Gain unparalleled insights into merchant activity, reduce fraud, and enhance compliance with AI-Native real-time analytics for proactive risk management.
Protect your business with proactive risk management, reducing chargebacks and fraud while safeguarding your brand's reputation and profitability.
Rising dispute ratios trigger network fines and claw back fees from acquirers, shrinking margins and damaging your brand’s standing with Visa and Mastercard.
Without continuous KYB insight, you may unknowingly activate merchants tied to illicit or non-compliant activity, inviting regulatory penalties and write-offs.
Card-not-present fraud propagates quickly across hundreds of merchant IDs, creating widespread losses before manual reviews can react.
Fragmented data makes it hard to spot unusual refund rates, traffic surges, or country mismatches early, limiting proactive risk controls.
Fraudnet empowers acquirers to minimize chargebacks and fraud, safeguarding profits and strengthening brand reputation.
We don’t just promise better fraud control—we deliver tangible improvements that protect your business.
Approve more valid transactions confidently.
Experience double-digit reductions in fraud-related chargebacks
Save time and resources while securing your revenue.
With an integrated platform designed for precision, agility, and impactful results, enabling your team to make smarter decisions, improve operational efficiency, and fuel your business growth.
No-code rules engine, flexible dashboards, and tailor-made machine learning models that are designed to adapt seamlessly and scale alongside your business.
Unify fraud detection, compliance, and risk management into one powerful solution, saving valuable time and streamlining your operations.
Reduce false positives, detect and prevent more fraud, and mitigate risk with highly accurate, real-time risk scoring and anomaly detection you can trust.
Leverage advanced analytics, comprehensive reporting, and our Global Anti-Fraud Network to make faster, smarter decisions on the spot.
Acquirer real-time analytics refers to the process where acquiring banks or financial institutions analyze transaction data as it occurs. This enables them to make immediate decisions on transactions, detect fraud, optimize transaction approvals, and improve customer experience by reducing false declines. It involves the use of advanced algorithms and machine learning to process large volumes of data quickly and efficiently.
Real-time analytics is crucial for acquirers because it allows them to respond instantly to potential fraud, ensuring the security and integrity of transactions. It enhances decision-making by providing immediate insights into transaction patterns and customer behavior, which can improve approval rates and reduce chargebacks. Additionally, it helps in maintaining customer trust by minimizing false declines and ensuring smooth transaction experiences.
Real-time analytics helps in fraud detection by continuously monitoring transactions as they happen. It uses sophisticated algorithms and machine learning models to identify unusual patterns or anomalies that may indicate fraudulent activity. By doing so, it allows acquirers to flag and review suspicious transactions immediately, potentially preventing fraud before it occurs and reducing financial losses associated with such activities.

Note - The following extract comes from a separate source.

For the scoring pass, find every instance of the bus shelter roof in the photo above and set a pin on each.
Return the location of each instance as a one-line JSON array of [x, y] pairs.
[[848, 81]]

Acquirer real-time analytics employs a range of technologies, including big data platforms, machine learning algorithms, artificial intelligence, and cloud computing. These technologies work together to process and analyze vast amounts of transaction data swiftly. Machine learning models are particularly valuable as they can adapt and improve over time, offering more accurate predictions and insights into transaction behaviors and potential risks.
To implement real-time analytics effectively, acquirers should invest in scalable infrastructure that can handle high transaction volumes. They should integrate advanced machine learning models that can learn from data patterns and adapt to new fraud techniques. Collaborating with technology providers specializing in payment analytics can also provide the necessary expertise and tools. Regularly updating models and systems to reflect the latest fraud trends is also crucial for maintaining effectiveness.
Challenges include managing the vast volume of data generated by transactions, ensuring data privacy and security, and the complexity of integrating analytics systems with existing IT infrastructure. Additionally, developing and maintaining sophisticated models that can accurately predict fraudulent activity without increasing false positives is a significant challenge. Continuous updates and training of machine learning models are necessary to keep up with evolving fraud tactics and changing transaction patterns.